Jérôme Garnier – Revenons à l’histoire de la caricature
PHARE FM : Suite à l’assassinat du professeur d’Histoire géographie, vous souhaitez aborder le sujet un peu différemment en nous parlant de l’histoire de la caricature.
Jérôme Garnier : Oui moi même enseignant en Histoire je remarque que cette matière nous permet de prendre beaucoup de recul sur le présent. Nous permet de garder la tête froide lorsque des événements comme celui que nous avons vécu nous poussent à réagir dans la passion ou l’émotion comme c’est le cas trop souvent dans nos médias. Les réseaux sociaux n’y sont pas pour rien au passage …
PHARE FM : Ainsi la caricature n’est pas propre à notre époque …
Jérôme Garnier : Non effectivement, cela remonte à l’Antiquité, où l’espace public est le lieu privilégié de l’expression de la caricature. On en a trouvé en Grèce ancienne mais aussi dans les rues de Pompéi ou encore sur du papyrus égyptien.
Même les premiers chrétiens en ont fait les frais puisque Jésus a été caricaturé en âne par des païens romains.

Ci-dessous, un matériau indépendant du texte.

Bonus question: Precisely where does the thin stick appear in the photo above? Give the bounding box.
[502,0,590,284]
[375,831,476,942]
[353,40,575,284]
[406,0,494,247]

PHARE FM : Y-a-t-il des périodes plus propices à la caricature ?
Jérôme Garnier : J’en compte trois. La première va de paire avec la diffusion de l’imprimerie: c’est la Réforme protestante. Les Réformés étaient assez bons -si je peux me permettre- dans l’art de la caricature, les papes de l’époque en ont fait les frais !
Et puis la deuxième bien sûr c’est la période révolutionnaire. Alors là, on retrouve Louis XVI en porc, on s’essuie les fesses avec une bulle pontificale… et j’en passe.

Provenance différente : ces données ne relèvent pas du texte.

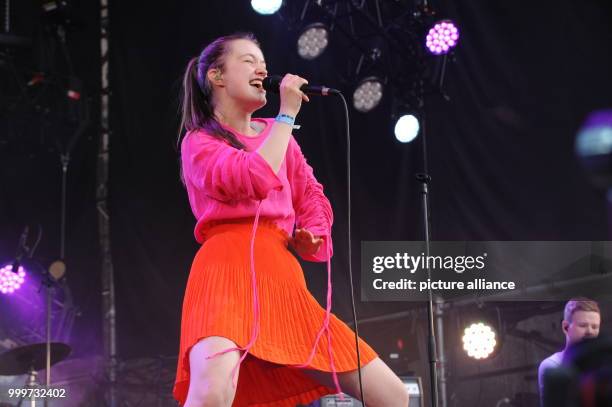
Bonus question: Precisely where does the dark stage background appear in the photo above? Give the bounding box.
[0,0,612,406]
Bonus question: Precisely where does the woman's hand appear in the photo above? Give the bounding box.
[289,229,323,257]
[279,74,309,117]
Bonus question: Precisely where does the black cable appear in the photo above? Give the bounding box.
[336,92,366,407]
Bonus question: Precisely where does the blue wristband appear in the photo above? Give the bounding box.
[274,113,295,127]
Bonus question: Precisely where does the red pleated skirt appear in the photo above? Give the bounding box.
[174,220,377,407]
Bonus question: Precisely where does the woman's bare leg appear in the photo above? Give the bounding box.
[304,358,408,407]
[184,336,240,407]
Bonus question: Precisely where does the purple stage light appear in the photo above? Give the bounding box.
[0,264,25,294]
[425,20,459,55]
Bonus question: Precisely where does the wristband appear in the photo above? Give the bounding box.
[274,113,295,127]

Et enfin le XIXème siècle avec notamment l’affaire Dreyfus. Tout le monde se souvient de cette caricature où l’on voit une famille avant et après avoir parlé de l’affaire qui divise la France.
PHARE FM : Existe-t-il d’autres exemples hors d’Europe peut-être ?
Jérôme Garnier : Oui bien sûr mais moins connus. J’aimerais citer des caricatures chinoises du XIXème siècle à l’encontre des chrétiens. En effet, par un jeu de mot chinois entre les mots “catholicisme” et “grouinement du porc”, les autorités chinoises de l’époque ont encouragé des caricatures où Jésus est représenté en cochon. On peut même lire sur une de ces caricatures : “ Tirons sur le porc [Jésus] et décapitons les moutons [les étrangers] », on distingue un porc attaché à une croix et criblé de flèches, ainsi que des moutons en train d’être décapités.
Vous comprenez que c’est plus que de la caricature mais un appel au meurtre ici.
PHARE FM : Alors que retenir de cette rétrospective de la caricature ?
Jérôme Garnier : J’en retiendrais deux : la première c’est que ces caricatures fleurissent abondamment dans des périodes de crise. On le voit bien avec la crise religieuse liée à l’apparition du protestantisme mais aussi dans une crise d’identité nationale comme pendant la Révolution française et au XIXème siècle. Je crois donc que l’épisode que nous vivons actuellement nous alerte sur la crise dans laquelle nous nous trouvons. L’identité française est en crise.
Et puis, la religion est une cible privilégiée. Si effectivement c’est l’Islam qui se sent offensé ces derniers temps, le christianisme est depuis longtemps et partout en ligne de mire des caricaturistes. Loin de défendre une position victimaire, une des meilleures réponses est de rester des artisans de paix dans un monde de plus en plus instable.